How are undecided Texans gearing up for their presidential pick? This is part one of a series following four voters through the last month before election day.
The undecided voter is no myth. So who are they?
Blanca Morales, like 84 million others, tuned in last week to watch the first debate between Hillary Clinton and Donald Trump. But it didn’t help her decide who she’ll pick on Election Day. If anything, it complicated matters.
“I was like, Oh this is real. This is so real,” she says. “And I can’t … I mean, I’m going to do something. I’m not going to sit here at home. I’m not going to not vote.”
Morales, who’s 27, lives in San Antonio. (Full disclosure, she and I briefly worked at the same company.) Morales say she’s never found a presidential candidate who’s a great fit, but that’s especially true this year. She won’t vote for Trump. She doesn’t trust Clinton. So … Jill Stein of the Green Party?
“I don’t want to vote third party based on my principles and then find by doing that I actually voted in somebody that just doesn’t align with my ideals at all, not even close,” Morales says. “So I don’t even know how to feel, man.”
She’s not alone. Josh Thompson and his wife own a real estate business in Tyler. Business is good, but he’s worried about the country’s slow rate of growth. He’s not sure there’s a candidate out there who will help.
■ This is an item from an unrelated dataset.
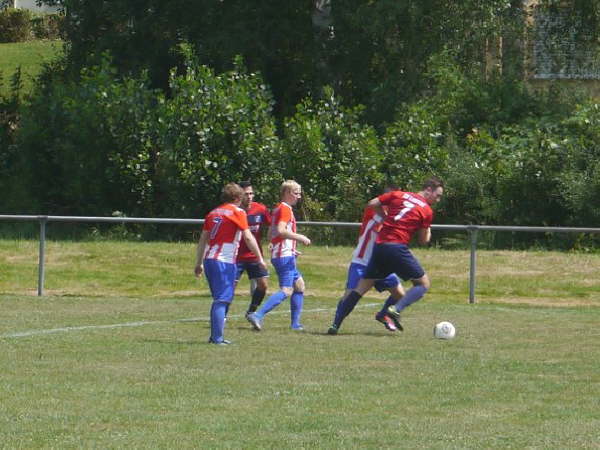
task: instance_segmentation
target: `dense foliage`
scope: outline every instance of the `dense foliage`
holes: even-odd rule
[[[349,0],[320,21],[312,1],[62,3],[66,58],[0,104],[2,211],[198,217],[228,181],[272,204],[295,178],[301,218],[358,220],[436,174],[441,222],[600,225],[599,106],[523,81],[519,1]]]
“I’m a guy without a candidate. And because of that, who do you vote for?” Thompson says. “Do you go vote for a guy like Gary Johnson who doesn’t have a chance to win? Or just throw your vote away and vote for somebody like Jill Stein just as a way to stand up and try to shake your fist at the man?”
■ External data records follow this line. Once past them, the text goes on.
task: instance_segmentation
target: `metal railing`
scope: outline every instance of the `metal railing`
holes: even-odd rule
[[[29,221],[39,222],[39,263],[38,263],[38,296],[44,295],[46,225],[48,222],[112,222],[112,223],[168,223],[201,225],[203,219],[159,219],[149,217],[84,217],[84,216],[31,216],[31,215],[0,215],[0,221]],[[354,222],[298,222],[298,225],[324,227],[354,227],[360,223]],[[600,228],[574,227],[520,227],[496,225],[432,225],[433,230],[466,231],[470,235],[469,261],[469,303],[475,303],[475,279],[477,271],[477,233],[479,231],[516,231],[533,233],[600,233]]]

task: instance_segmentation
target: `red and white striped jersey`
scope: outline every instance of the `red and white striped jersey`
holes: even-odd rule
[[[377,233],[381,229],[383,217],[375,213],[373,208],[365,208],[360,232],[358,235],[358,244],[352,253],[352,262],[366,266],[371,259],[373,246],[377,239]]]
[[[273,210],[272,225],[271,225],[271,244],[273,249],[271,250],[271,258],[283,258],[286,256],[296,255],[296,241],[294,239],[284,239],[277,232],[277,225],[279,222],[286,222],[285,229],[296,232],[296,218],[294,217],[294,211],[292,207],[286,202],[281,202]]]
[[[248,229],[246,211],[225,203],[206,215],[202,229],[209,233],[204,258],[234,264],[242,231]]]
Thompson favors small government. Usually, he votes for the Republican presidential candidate, even though he doesn’t agree with much of the party’s social platform. That’s especially true for Trump.
“I don’t believe in deporting illegal aliens. I think that’s crazy. I’m in the real estate business. And if we deported people who were questionable on whether they were illegal aliens or not, I may or may not have anybody show up to work,” Thompson says. “That’s one of the reasons I struggle even with Donald Trump – because this candidacy is built on being fearful of Mexican immigrants, saying he wants to build a wall, saying he wants to send all these people back. I welcome him to come out on the job site with me and tell that to these people.”
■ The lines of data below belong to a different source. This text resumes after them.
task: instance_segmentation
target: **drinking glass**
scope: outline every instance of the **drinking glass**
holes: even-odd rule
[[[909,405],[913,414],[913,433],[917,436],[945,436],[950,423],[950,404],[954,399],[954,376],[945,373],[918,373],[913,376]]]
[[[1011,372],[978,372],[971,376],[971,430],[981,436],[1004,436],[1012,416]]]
Though Thompson may not support Trump, many of his neighbors will. Tyler is one of the most solidly Republican parts of Texas. Another is Sweeny, 60 miles southwest of Houston. Dawn Pekar lives there. She’s a 50-year-old stay-at-home mother of six.
“I have a lot of people around me who say they’re going to vote for Trump, members of my family,” Pekar says. “It’s been very disheartening. A lot of people I know and love.”
Pekar’s still officially undecided – but she’s decided on one thing. She won’t be voting for Trump. “I have loathed the man since the ‘80s,” Pekar says.
She thinks Trump is a misogynist, a racist, and unfit to be president. Pekar has voted libertarian in most presidential elections. But this year, anyone not named “Trump” has a shot with her. That includes mythical sea creatures – her Facebook profile picture says: “Cthulhu for President – Why Choose the Lesser Evil?”
Mostly though, Pekar’s just ready for the election to be over, like Richard Keller.
“It’s a circus,” Keller says. “That would be the best way of describing it. It’s a circus, but it’s not very funny or entertaining.”
Keller, who’s 30, works in sales. He lives in Fort Worth with his wife and three kids. He typically supports Libertarians, and he won’t vote for Trump. But his main quibble is with politics itself.
“It’s really hard for me to watch people blindly root for their team: ‘This is my team and this is what I like,’” Keller says. “And if you have any other thoughts, you get automatically get lumped into this other group. So I’ve become more vocal because I feel like you have to fight for this nuanced point of view, because that’s really what’s not getting out there.”
So he’s split between Clinton and Johnson, but really he’s unsure how much his vote will matter in Texas. That doesn’t mean he’ll just write somebody in – although the thought may have crossed his mind.
“I could almost literally write in ‘Mickey Mouse’ and it’s probably not going to be that big of a deal,” Keller says. “It’s sad to say that. It sounds like a very nihilist point of view, like nothing matters so why do it. I still feel like I need to vote because I’ve got children, I’ve got three kids. Whoever’s going to be our next president, is going to determine some policy that is going to affect them.”
Keller, Morales, Thompson and Pekar have 33 days to decide who they’ll vote for. We’ll check in with them each week to see what they’re thinking.
Because even though Texas will almost certainly back Trump, the small percentage of undecided voters could frame the state’s future as a Republican slam dunk or a real opening for Democrats. Even if four votes don’t make the difference between a win and a loss for one candidate, individual votes matter to individual voters.